Speaking as a web dev on a company-issued Mac, running my local dev environment inside a Parallels Linux VM. I asked to switch to Linux but was turned down.
(Now if Microsoft released LSW, i.e. an Ubuntu-based distro with Windows syscall support via a KVM-hosted NT kernel, I very well might opt for that instead.)
Obviously back in the day windows was an absolute dog for any dev work outside of windows, and a complete no go. I've only started using it for development a few months now, but so far haven't encountered any major issues. Maybe I'll run into some interoperability problems with specific syscalls at the compatibility layer, but so far it largely just works for my needs (VS Code with intellisense and debugging, docker, K8S, Zsh and few other tools). If my tests pass locally, I can safely assume they pass on the CI server, and haven't been proven wrong so far. If I ever need a linux box, there's an old laptop that's just for that. At this point it's turtles all the way down, what's the harm adding another turtle on top.
It's not all roses, there is a noticeable performance hit with the filesystem in both WSL and the windows layer. I wouldn't use it for production, and why would you, but for development, it's fine and largely not a problem. If you had to regularly deal with a large numbers of files, say log parsing or compiling, it's probably not going to work.

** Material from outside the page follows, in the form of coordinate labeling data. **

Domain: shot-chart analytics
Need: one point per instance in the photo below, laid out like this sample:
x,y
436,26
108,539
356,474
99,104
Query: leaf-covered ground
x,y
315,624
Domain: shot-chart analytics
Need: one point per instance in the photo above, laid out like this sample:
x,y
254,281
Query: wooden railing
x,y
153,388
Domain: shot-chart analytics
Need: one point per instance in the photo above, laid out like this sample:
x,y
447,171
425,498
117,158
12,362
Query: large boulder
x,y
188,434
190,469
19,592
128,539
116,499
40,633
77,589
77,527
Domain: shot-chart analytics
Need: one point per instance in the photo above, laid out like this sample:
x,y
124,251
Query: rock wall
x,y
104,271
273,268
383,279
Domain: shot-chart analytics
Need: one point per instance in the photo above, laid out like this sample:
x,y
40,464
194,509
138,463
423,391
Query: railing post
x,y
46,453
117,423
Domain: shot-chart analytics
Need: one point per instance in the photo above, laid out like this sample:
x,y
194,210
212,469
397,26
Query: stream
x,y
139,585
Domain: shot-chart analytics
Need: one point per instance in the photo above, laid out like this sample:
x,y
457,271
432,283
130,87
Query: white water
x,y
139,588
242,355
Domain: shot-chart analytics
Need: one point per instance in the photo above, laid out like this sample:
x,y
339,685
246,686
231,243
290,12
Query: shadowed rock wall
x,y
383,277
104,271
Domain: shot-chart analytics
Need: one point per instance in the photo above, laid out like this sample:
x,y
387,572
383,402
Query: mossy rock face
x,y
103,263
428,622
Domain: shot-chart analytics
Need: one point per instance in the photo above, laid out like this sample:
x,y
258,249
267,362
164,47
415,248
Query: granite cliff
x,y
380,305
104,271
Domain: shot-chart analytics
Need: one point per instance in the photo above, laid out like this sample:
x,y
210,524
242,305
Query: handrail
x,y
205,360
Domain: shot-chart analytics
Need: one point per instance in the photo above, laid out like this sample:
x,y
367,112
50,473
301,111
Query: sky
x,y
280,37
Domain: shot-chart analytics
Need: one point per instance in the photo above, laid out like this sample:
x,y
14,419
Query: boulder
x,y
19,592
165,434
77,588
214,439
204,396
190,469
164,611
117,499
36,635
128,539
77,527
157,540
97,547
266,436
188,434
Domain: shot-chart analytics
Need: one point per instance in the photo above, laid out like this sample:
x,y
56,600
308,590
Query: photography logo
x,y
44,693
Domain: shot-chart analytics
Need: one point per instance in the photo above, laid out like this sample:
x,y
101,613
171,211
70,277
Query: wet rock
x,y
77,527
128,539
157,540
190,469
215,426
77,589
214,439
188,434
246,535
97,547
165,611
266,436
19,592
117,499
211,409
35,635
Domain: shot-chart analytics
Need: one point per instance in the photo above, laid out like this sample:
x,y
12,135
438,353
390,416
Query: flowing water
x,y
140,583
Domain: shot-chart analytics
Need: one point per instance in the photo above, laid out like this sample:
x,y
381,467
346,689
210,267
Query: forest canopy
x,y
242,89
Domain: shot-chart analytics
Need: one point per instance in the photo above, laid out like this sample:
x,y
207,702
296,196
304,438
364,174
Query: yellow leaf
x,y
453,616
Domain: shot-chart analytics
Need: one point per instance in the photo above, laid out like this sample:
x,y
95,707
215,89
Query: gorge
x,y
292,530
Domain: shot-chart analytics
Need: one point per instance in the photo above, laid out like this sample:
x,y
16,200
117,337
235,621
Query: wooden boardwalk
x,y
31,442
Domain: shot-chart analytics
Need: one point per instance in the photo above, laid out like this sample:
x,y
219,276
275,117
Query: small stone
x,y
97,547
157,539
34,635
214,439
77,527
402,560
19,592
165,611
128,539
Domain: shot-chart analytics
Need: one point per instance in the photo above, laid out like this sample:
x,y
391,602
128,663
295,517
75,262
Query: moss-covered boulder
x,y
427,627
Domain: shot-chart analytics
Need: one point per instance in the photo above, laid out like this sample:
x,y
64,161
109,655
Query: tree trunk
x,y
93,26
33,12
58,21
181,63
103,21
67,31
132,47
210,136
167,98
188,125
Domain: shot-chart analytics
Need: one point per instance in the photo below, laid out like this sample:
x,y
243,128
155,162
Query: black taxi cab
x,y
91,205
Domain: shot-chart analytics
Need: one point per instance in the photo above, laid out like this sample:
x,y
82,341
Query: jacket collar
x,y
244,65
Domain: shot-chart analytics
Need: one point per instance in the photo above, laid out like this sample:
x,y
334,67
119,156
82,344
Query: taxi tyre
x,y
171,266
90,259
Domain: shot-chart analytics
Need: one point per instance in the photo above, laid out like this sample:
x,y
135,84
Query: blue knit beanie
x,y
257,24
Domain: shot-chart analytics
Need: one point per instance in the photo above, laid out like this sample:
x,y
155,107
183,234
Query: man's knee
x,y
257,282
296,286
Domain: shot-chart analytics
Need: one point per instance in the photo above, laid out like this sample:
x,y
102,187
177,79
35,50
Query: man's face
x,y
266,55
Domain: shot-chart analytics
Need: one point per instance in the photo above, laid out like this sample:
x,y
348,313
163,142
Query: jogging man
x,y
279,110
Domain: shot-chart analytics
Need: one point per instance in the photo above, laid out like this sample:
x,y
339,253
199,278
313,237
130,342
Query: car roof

Besides recent OS X SSL library issues, I've haven't ever run in problems developing on a Mac and have used one for the better part of 10 years now. Can't say the same with developing on Linux (almost exclusively on the graphics side of things, but that's a problem when it's your primary machine).
Speaking as a web dev on a company-issued Mac, running my local dev environment inside a Parallels Linux VM. I asked to switch to Linux but was turned down.
(Now if Microsoft released LSW, i.e. an Ubuntu-based distro with Windows syscall support via a KVM-hosted NT kernel, I very well might opt for that instead.)